Missing fisherman 'fell overboard and died trying to free stuck creel'

Joe Masson, 73, was last seen around 1.30pm on October 16, 2021, after going fishing on his boat Goodway.

Missing Aberdeenshire fisherman Joe Masson ‘trying to free stuck creel fell overboard and died’, MAIB says MAIB

A missing fisherman is presumed to have fallen overboard and died after trying to free creel that was stuck on the seabed, an investigation has concluded.

Joe Masson left his home in Fraserburgh at 10am on October 16, 2021, to go out on his single-handed creel fishing boat, Goodway.

The 73-year-old was last seen a few hours later, at around 1.30pm, onboard the vessel from Cairnbulg Harbour, Cairnbulg.
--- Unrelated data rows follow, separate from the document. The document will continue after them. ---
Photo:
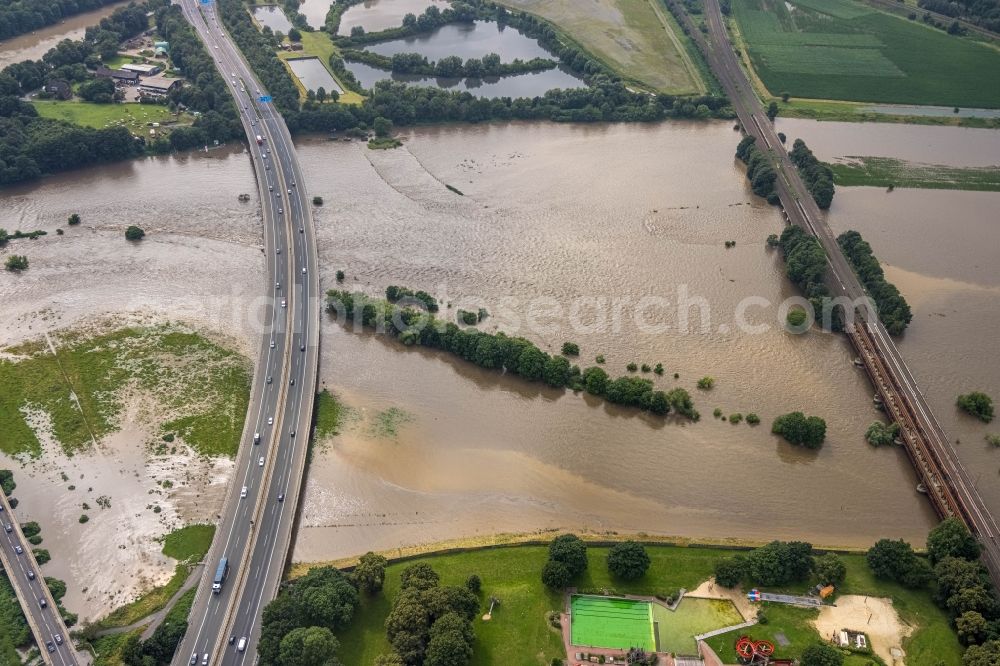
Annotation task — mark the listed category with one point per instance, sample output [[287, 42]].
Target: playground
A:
[[612, 622]]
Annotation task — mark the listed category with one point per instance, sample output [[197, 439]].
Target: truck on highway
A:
[[220, 575]]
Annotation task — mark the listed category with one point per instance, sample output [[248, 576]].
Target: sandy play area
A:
[[875, 616]]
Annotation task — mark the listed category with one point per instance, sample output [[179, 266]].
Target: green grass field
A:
[[519, 633], [844, 50], [133, 116], [932, 641], [203, 388], [629, 36], [886, 171], [611, 623]]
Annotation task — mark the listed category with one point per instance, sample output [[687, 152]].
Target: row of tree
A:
[[450, 67], [20, 16], [430, 624], [893, 310], [817, 175], [408, 321], [760, 170]]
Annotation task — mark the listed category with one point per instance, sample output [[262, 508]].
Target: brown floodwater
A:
[[565, 218], [563, 232], [33, 45]]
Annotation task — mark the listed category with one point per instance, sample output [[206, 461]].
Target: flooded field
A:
[[375, 15], [34, 45], [200, 263], [435, 448], [313, 75], [273, 17], [530, 84]]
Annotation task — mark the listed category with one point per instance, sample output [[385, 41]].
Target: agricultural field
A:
[[888, 171], [842, 50], [133, 116], [632, 37]]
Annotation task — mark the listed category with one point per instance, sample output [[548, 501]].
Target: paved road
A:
[[28, 581], [254, 530], [801, 209]]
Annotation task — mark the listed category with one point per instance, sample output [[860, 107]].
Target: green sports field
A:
[[844, 50], [611, 623]]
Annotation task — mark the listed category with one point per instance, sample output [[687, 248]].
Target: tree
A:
[[821, 654], [951, 538], [382, 127], [556, 575], [16, 262], [881, 434], [369, 574], [730, 571], [801, 430], [571, 551], [780, 562], [830, 569], [628, 560], [977, 404], [971, 627], [309, 646]]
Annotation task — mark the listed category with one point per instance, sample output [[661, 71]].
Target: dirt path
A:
[[875, 616]]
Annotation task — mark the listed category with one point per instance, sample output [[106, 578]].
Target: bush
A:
[[796, 317], [800, 430], [628, 560], [16, 262], [556, 575], [977, 404]]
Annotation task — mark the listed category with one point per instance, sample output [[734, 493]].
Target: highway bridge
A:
[[33, 594], [948, 484], [255, 528]]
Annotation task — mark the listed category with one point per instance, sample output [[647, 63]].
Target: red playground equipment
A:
[[754, 652]]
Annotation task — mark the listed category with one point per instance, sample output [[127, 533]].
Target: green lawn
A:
[[844, 50], [632, 37], [206, 387], [886, 171], [519, 633], [133, 116], [932, 640]]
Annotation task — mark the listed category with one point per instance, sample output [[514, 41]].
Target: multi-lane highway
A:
[[949, 484], [33, 594], [254, 530]]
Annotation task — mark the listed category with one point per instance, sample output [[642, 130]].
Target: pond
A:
[[467, 40], [313, 75], [375, 15], [273, 17], [530, 84]]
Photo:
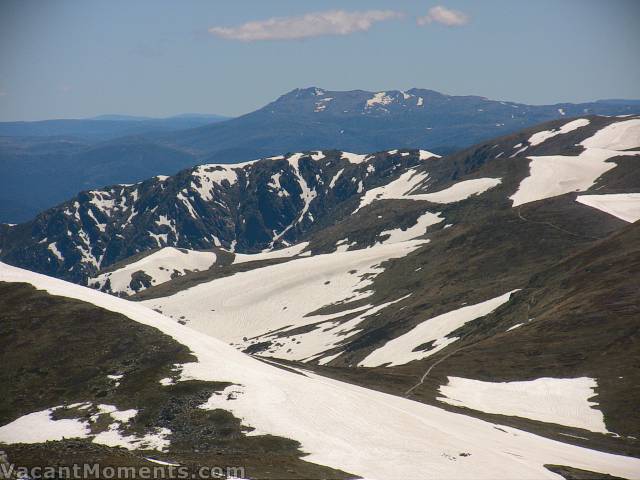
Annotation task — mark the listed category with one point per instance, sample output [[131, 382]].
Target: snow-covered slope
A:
[[555, 175], [366, 433], [154, 269], [253, 306], [564, 401], [432, 335]]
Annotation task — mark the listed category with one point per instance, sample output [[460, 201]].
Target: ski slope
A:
[[364, 432]]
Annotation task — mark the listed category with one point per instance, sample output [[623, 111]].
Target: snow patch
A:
[[564, 401], [434, 331]]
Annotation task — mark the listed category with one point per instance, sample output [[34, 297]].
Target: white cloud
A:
[[334, 22], [445, 16]]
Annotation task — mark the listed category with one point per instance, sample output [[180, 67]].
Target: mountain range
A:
[[398, 313], [39, 160]]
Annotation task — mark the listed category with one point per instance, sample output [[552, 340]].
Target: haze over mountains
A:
[[481, 306], [39, 160]]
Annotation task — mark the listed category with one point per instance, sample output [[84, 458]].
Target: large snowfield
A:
[[401, 349], [284, 296], [364, 432], [160, 266], [555, 175]]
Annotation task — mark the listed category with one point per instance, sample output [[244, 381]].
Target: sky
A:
[[81, 58]]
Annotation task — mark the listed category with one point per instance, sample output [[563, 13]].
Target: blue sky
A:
[[79, 58]]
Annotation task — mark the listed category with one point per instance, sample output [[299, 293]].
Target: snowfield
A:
[[564, 401], [256, 303], [161, 266], [555, 175], [271, 254], [400, 350], [625, 206], [407, 183], [540, 137], [364, 432]]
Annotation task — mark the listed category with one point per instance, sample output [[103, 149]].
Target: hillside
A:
[[345, 304], [191, 401], [64, 157]]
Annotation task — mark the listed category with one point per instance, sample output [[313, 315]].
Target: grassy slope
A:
[[59, 351]]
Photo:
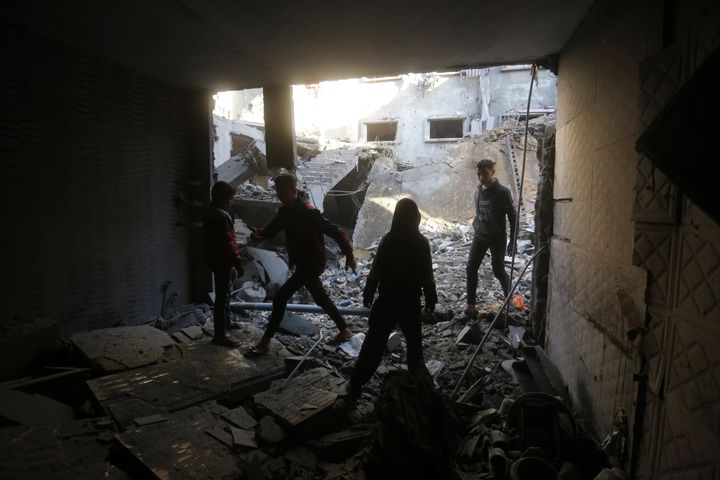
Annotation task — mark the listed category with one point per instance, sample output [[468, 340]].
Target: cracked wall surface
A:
[[613, 210]]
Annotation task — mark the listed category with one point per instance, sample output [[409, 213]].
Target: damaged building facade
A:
[[108, 160], [419, 116]]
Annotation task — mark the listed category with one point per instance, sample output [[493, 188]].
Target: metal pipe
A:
[[297, 307], [492, 324]]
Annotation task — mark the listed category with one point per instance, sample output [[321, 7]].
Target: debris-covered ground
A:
[[159, 401]]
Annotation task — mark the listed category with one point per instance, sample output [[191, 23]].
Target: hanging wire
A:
[[533, 80]]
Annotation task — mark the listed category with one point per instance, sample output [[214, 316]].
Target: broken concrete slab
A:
[[469, 334], [338, 446], [26, 409], [126, 410], [182, 447], [273, 269], [116, 349], [298, 325], [150, 419], [194, 332], [240, 418], [394, 341], [303, 405], [54, 452], [270, 432], [243, 438], [204, 372], [22, 345]]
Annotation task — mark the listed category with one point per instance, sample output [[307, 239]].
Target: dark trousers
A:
[[384, 316], [478, 249], [312, 282], [221, 312]]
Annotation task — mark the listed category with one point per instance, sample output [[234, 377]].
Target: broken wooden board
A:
[[126, 410], [240, 418], [122, 348], [184, 447], [300, 405], [26, 409], [77, 450], [298, 325], [204, 372]]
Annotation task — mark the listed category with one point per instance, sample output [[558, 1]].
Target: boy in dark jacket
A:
[[493, 202], [304, 228], [402, 269], [221, 256]]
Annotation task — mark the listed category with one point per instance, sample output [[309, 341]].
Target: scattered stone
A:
[[194, 332], [487, 417], [394, 341], [470, 334], [338, 446], [240, 418], [243, 438], [122, 348], [270, 432], [26, 409]]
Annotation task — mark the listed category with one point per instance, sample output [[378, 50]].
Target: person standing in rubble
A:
[[493, 202], [304, 228], [222, 255], [402, 272]]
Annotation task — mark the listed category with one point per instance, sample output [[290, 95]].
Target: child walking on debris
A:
[[402, 271], [221, 256], [304, 228], [493, 202]]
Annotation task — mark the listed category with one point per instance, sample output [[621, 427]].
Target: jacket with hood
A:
[[492, 204]]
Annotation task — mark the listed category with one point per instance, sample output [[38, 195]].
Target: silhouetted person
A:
[[221, 256], [493, 202], [304, 228], [402, 272]]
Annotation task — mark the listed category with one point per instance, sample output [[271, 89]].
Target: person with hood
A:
[[401, 272]]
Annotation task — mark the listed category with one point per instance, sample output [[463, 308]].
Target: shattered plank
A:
[[121, 348], [36, 409], [203, 373], [191, 444]]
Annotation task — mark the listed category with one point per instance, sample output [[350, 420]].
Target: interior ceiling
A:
[[231, 44]]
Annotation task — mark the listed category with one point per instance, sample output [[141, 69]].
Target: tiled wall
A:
[[96, 169], [616, 73]]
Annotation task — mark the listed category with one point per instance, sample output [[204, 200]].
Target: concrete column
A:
[[279, 127]]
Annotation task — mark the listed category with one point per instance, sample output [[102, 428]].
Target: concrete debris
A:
[[252, 292], [22, 408], [240, 418], [394, 341], [149, 420], [23, 344], [338, 446], [402, 425], [243, 438], [270, 433], [352, 347], [122, 348]]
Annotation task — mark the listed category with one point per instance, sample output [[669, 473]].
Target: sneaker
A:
[[352, 390], [256, 350], [226, 342], [341, 337], [468, 315]]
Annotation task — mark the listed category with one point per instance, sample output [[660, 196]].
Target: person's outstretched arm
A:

His family reported him missing after he failed to return home later that day and a search involving police, HMS Coastguard, the MOD and the RNLI was launched to trace him.

Joe Masson was last seen at 1.30pm aboard the Goodway FR23. Police Scotland

The Goodway’s upturned hull was spotted during the search and rescue operation at around 10.33pm, but Mr Masson was not found.

He is presumed to have fallen overboard and died while trying to free creels that had become fast in rocks on the seabed.

A probe by the Marine Accident Investigation Board (MAIB) has now concluded that the skipper, while trying to free creels that had become stuck in rocks on the seabed, had fallen overboard and died.

The Goodway was also found to not be equipped with an Emergency Position Indicating Radio Beacon (EPIRB), and its personal locator beacon (PLB) did not meet regulatory requirements.

His vessel was found later the same night. MAIB

Identifying some key safety issues, the report found that single-handed fishing can be “high-risk”, and advised fishers to follow industry guidelines to minimise the chance of being pulled overboard.

Upon inspecting the vessel, a Maritime and Coastguard Agency Surveyor found that the PLB purchased as an alternative to the EPIRB was not of the approved type.

Concluding the report, the MAIB recommended the Maritime and Coastguard Agency issue advice to remind surveyors of the different types of PLBs that may be encountered, and which of these are acceptable alternatives to EPIRBs.